In managing releases and updates to Splunk configuration, it is useful to view Splunk in a broader context as a data analytics tool. Most organizations have some experience with data analytics tools such as SAP, SaaS, Informatica, or Business Intelligence. For these systems, organizations have often established fine-grained control over reports and dashboards used in critical business activities. This includes limiting users’ ability to change them in production. Splunk is no different. We advise customers to clearly establish permission and ownership boundaries in their production Splunk environment. These should be balanced so that they do not constrain the Splunk users’ ability to analyze data. 
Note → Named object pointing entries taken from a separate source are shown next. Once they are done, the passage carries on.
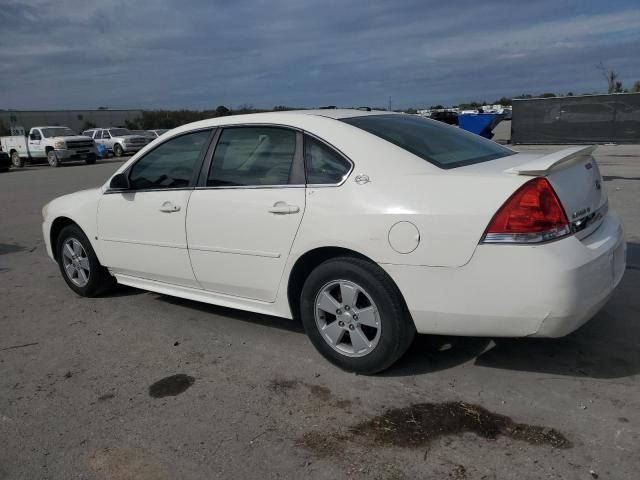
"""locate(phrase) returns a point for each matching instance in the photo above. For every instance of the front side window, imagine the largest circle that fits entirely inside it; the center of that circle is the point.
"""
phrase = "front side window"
(57, 132)
(324, 165)
(119, 132)
(253, 156)
(437, 143)
(170, 165)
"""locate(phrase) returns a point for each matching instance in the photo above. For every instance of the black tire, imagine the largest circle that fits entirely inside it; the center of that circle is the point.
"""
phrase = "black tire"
(99, 280)
(52, 159)
(397, 330)
(16, 160)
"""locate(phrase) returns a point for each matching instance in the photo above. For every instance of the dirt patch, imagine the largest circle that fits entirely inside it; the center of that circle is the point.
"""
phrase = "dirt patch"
(127, 464)
(282, 386)
(418, 425)
(171, 386)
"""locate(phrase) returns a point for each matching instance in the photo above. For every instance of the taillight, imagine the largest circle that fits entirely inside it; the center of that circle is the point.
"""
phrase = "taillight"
(532, 214)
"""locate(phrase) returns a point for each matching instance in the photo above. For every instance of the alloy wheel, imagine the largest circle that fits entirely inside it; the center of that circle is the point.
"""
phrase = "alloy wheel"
(75, 262)
(347, 318)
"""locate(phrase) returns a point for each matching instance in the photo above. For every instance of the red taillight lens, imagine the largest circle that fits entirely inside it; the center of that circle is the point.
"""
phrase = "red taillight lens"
(532, 214)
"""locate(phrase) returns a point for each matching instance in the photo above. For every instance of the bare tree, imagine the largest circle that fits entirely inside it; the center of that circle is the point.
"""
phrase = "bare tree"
(614, 86)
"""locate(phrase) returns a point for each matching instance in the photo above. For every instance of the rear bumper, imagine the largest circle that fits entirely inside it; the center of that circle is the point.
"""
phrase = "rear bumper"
(547, 290)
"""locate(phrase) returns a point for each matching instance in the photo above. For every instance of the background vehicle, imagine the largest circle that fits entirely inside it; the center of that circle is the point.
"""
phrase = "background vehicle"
(118, 141)
(55, 144)
(144, 133)
(368, 226)
(5, 161)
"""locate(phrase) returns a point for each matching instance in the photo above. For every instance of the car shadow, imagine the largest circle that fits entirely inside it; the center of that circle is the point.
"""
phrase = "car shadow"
(604, 348)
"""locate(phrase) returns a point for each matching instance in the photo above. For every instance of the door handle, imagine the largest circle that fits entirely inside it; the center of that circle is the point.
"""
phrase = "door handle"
(169, 207)
(283, 208)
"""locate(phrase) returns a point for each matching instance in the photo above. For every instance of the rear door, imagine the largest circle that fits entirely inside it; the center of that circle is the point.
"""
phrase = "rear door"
(142, 230)
(245, 213)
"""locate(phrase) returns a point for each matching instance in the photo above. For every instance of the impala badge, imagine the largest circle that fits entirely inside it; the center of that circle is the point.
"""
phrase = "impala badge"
(362, 179)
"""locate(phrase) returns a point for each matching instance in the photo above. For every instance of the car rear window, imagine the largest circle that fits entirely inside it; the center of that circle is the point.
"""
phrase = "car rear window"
(442, 145)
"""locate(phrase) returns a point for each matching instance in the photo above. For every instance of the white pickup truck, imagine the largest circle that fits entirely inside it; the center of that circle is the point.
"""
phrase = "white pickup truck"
(55, 144)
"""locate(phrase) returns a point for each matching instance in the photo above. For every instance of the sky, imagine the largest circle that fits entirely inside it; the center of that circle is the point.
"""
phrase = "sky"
(198, 54)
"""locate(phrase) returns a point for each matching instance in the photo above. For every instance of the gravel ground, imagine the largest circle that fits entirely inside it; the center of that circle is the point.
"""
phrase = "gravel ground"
(144, 386)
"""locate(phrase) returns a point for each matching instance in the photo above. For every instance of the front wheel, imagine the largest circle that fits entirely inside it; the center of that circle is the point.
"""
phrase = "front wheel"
(355, 316)
(79, 264)
(16, 160)
(53, 159)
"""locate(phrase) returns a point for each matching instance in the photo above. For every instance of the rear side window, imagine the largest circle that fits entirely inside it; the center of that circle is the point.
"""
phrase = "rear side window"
(324, 165)
(171, 164)
(252, 156)
(435, 142)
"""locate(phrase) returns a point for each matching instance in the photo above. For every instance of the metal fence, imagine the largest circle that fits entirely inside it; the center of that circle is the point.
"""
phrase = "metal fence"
(584, 119)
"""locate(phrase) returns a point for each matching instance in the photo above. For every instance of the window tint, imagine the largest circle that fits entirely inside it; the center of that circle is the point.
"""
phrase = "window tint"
(171, 165)
(253, 156)
(323, 164)
(435, 142)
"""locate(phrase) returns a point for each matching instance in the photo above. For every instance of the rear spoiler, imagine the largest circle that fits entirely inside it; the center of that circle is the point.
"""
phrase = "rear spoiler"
(541, 166)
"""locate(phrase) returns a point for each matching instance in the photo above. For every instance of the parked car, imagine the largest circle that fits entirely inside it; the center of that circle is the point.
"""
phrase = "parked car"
(118, 141)
(55, 144)
(5, 161)
(368, 226)
(156, 133)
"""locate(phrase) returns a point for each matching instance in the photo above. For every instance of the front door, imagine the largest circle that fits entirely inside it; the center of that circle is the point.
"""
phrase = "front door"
(142, 230)
(242, 221)
(36, 149)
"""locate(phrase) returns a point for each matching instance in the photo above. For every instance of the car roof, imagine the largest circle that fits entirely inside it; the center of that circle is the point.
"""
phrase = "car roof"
(340, 113)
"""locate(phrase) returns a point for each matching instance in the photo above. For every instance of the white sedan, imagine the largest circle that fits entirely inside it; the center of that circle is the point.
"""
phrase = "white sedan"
(367, 226)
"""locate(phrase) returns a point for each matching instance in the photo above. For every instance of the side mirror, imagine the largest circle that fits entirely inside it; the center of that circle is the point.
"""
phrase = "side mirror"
(119, 182)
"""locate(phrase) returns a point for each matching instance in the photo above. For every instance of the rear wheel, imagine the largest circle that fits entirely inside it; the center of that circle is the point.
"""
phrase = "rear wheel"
(16, 160)
(79, 264)
(355, 315)
(53, 159)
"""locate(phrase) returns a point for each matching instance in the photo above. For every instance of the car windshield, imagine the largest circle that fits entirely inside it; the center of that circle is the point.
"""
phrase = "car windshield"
(57, 132)
(118, 132)
(440, 144)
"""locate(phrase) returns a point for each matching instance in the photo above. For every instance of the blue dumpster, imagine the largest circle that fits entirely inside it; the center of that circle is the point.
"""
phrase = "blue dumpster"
(480, 123)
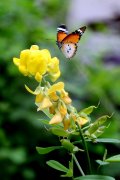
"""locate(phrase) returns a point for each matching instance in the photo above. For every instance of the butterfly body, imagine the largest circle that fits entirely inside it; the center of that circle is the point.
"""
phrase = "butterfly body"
(67, 43)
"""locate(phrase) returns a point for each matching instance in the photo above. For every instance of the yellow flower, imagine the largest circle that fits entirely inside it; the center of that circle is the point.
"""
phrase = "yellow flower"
(35, 62)
(65, 97)
(62, 109)
(41, 100)
(66, 123)
(57, 118)
(56, 87)
(53, 69)
(44, 103)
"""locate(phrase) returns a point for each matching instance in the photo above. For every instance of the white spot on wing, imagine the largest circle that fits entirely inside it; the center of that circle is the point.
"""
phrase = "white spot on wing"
(69, 49)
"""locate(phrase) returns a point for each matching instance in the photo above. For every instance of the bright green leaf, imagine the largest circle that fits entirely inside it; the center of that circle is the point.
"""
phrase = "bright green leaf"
(94, 177)
(107, 140)
(59, 132)
(115, 158)
(56, 165)
(88, 110)
(102, 163)
(42, 150)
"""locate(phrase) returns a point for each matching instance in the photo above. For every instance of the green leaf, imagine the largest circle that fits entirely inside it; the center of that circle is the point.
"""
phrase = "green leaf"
(68, 174)
(88, 110)
(42, 150)
(69, 146)
(47, 113)
(44, 121)
(95, 177)
(56, 165)
(115, 158)
(107, 140)
(98, 127)
(102, 163)
(59, 132)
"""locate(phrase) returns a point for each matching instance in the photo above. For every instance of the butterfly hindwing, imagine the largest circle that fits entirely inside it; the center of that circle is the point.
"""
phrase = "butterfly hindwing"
(68, 42)
(69, 49)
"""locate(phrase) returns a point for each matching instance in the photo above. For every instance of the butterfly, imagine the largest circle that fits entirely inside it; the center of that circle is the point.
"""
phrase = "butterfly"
(67, 43)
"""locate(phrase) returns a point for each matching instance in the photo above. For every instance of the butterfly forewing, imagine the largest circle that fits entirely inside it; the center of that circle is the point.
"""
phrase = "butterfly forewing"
(75, 36)
(68, 42)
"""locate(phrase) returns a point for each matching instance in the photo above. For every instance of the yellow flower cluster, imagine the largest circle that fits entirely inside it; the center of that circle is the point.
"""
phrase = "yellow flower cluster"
(37, 63)
(53, 98)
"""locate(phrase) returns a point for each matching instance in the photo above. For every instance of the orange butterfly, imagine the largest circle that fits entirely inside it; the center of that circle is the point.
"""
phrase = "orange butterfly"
(68, 42)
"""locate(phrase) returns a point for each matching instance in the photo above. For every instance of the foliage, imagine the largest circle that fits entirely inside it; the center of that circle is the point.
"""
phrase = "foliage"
(23, 23)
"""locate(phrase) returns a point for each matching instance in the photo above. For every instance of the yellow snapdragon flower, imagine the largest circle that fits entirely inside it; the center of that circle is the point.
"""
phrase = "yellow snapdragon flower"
(35, 62)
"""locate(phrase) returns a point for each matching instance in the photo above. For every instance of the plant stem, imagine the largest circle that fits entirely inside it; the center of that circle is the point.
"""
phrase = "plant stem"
(78, 165)
(85, 147)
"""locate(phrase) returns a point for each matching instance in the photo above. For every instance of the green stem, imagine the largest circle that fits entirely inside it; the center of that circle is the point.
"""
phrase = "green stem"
(85, 147)
(78, 165)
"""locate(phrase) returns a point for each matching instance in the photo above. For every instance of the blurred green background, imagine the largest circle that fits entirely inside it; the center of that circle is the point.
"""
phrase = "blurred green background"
(92, 76)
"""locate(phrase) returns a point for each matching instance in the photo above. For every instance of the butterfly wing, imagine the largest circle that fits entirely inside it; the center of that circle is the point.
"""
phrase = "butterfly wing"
(75, 36)
(62, 32)
(69, 43)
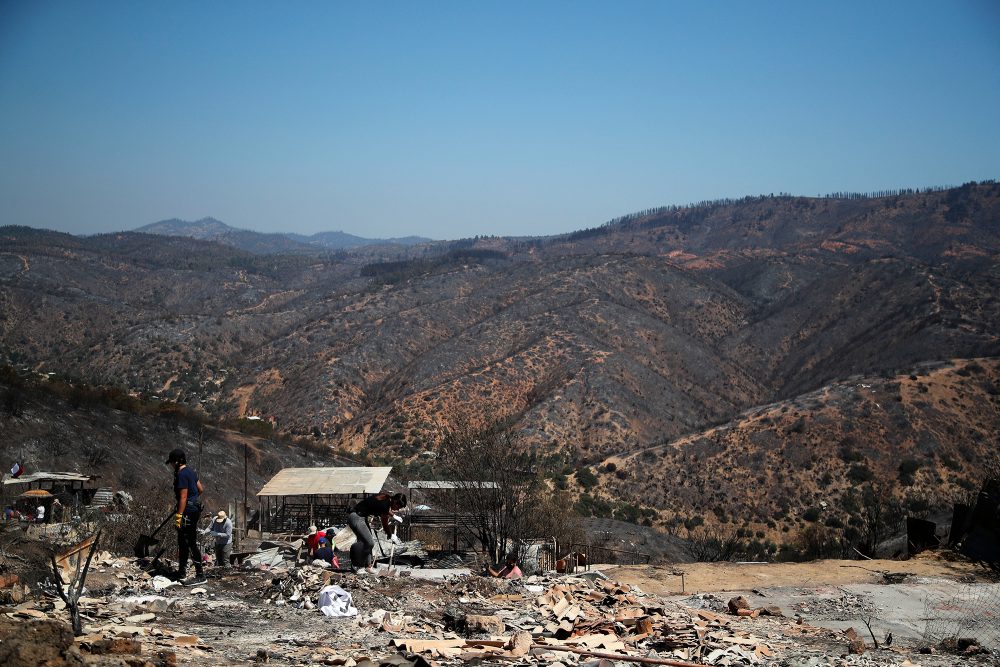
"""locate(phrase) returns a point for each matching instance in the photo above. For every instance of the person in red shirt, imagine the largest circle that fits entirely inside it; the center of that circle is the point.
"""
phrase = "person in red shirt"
(509, 571)
(312, 540)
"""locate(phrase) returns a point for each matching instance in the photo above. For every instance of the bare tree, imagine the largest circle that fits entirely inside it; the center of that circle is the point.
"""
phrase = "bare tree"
(881, 515)
(70, 593)
(495, 479)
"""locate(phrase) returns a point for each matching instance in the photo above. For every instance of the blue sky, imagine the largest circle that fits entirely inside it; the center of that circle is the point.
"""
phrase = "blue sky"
(451, 119)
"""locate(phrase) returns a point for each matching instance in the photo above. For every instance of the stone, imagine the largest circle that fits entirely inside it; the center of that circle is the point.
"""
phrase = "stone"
(119, 645)
(140, 618)
(737, 603)
(482, 623)
(38, 642)
(520, 644)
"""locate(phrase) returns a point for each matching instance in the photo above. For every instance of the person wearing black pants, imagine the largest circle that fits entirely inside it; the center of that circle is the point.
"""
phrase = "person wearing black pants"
(187, 491)
(381, 505)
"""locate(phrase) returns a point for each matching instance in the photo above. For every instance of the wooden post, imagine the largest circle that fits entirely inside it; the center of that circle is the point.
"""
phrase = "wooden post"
(246, 499)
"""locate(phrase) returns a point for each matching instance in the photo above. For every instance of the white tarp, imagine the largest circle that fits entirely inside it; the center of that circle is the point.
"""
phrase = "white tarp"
(335, 602)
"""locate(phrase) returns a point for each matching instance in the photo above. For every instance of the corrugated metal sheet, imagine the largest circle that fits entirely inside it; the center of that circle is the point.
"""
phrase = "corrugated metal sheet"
(436, 484)
(49, 477)
(326, 481)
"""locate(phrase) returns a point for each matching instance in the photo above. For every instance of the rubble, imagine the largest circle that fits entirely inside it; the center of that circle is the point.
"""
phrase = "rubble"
(272, 612)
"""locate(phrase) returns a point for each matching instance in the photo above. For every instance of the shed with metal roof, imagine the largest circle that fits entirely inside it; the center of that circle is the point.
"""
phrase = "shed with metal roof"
(296, 498)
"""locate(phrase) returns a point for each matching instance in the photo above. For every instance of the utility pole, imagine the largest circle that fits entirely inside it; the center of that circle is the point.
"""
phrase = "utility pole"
(246, 507)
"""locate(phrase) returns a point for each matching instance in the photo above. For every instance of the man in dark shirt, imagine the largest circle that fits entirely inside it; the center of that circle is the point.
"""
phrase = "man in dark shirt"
(381, 505)
(187, 491)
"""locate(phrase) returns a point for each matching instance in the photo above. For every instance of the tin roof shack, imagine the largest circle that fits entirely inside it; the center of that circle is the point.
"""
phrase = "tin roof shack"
(28, 502)
(297, 498)
(71, 488)
(439, 513)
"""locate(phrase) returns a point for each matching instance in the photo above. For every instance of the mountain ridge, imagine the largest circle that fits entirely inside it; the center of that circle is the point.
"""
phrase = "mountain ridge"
(644, 331)
(212, 229)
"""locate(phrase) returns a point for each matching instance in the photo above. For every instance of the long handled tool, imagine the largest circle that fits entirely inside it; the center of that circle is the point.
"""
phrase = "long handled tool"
(144, 542)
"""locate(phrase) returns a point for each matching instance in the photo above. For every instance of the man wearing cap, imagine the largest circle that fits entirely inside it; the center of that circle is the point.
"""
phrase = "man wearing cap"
(325, 551)
(187, 491)
(222, 530)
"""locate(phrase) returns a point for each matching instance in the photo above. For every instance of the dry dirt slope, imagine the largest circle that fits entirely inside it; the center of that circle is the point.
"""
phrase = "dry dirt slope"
(926, 436)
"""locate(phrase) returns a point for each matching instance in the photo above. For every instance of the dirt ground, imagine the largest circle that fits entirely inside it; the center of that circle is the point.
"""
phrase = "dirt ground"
(713, 577)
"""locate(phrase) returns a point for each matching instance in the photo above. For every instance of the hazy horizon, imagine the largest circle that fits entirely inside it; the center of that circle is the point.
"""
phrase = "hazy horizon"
(454, 120)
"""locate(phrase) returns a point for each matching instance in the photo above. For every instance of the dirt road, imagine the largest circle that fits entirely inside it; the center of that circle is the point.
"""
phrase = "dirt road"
(710, 577)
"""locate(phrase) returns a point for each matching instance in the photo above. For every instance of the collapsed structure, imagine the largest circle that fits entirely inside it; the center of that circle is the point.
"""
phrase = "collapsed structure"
(296, 498)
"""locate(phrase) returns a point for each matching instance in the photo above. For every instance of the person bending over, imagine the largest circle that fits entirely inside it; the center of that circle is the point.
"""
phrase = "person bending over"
(509, 571)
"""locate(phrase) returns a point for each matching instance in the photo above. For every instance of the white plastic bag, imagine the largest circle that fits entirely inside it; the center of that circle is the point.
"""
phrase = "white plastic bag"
(335, 602)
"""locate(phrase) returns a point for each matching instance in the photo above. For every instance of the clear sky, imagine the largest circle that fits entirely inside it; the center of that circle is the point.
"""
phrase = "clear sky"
(451, 119)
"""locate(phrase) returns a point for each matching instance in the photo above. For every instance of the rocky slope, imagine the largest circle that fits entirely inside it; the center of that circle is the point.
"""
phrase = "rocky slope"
(602, 342)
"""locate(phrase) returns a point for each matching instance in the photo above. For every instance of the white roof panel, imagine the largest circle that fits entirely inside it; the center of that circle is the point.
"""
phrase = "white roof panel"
(326, 481)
One way to balance the tension between user freedom and organizational oversight is to create a dividing line between reports/dashboards used in daily operations and ad-hoc analyses. We find that the following best practices are quite useful: 

  • Critical reports and dashboards should be tightly controlled via Splunk’s permission tools 
  • Changes to critical dashboards, however minor, should be tested 
  • Software upgrades should involve user acceptance testing and automated testing of all such dashboards 
  • Data from test environments should be ingested continuously into a Splunk test environment. Application/infrastructure changes which might impact Splunk should be tested here.  
  • Critical monitoring dashboards should be validated as part of application testing to ensure any changes to software/log format do not impact these dashboards. 


Splunk scales well to meet the needs of large enterprises, but the topology can get complex with increased scale.  An example of a deployment framework for a multi-tenant Splunk cluster is below. Depending on your organization’s need, automated or semi-automated scaling can be built into the framework.


The current generation of automation tools and DevOps best practices can deliver significant benefits to an organization seeking to manage and maintain a large Splunk cluster. Every organization should carefully consider the benefits of using such tools to manage their environment. Organizations relying on Splunk for critical operational management should treat it as such and build a robust testing framework for their environment.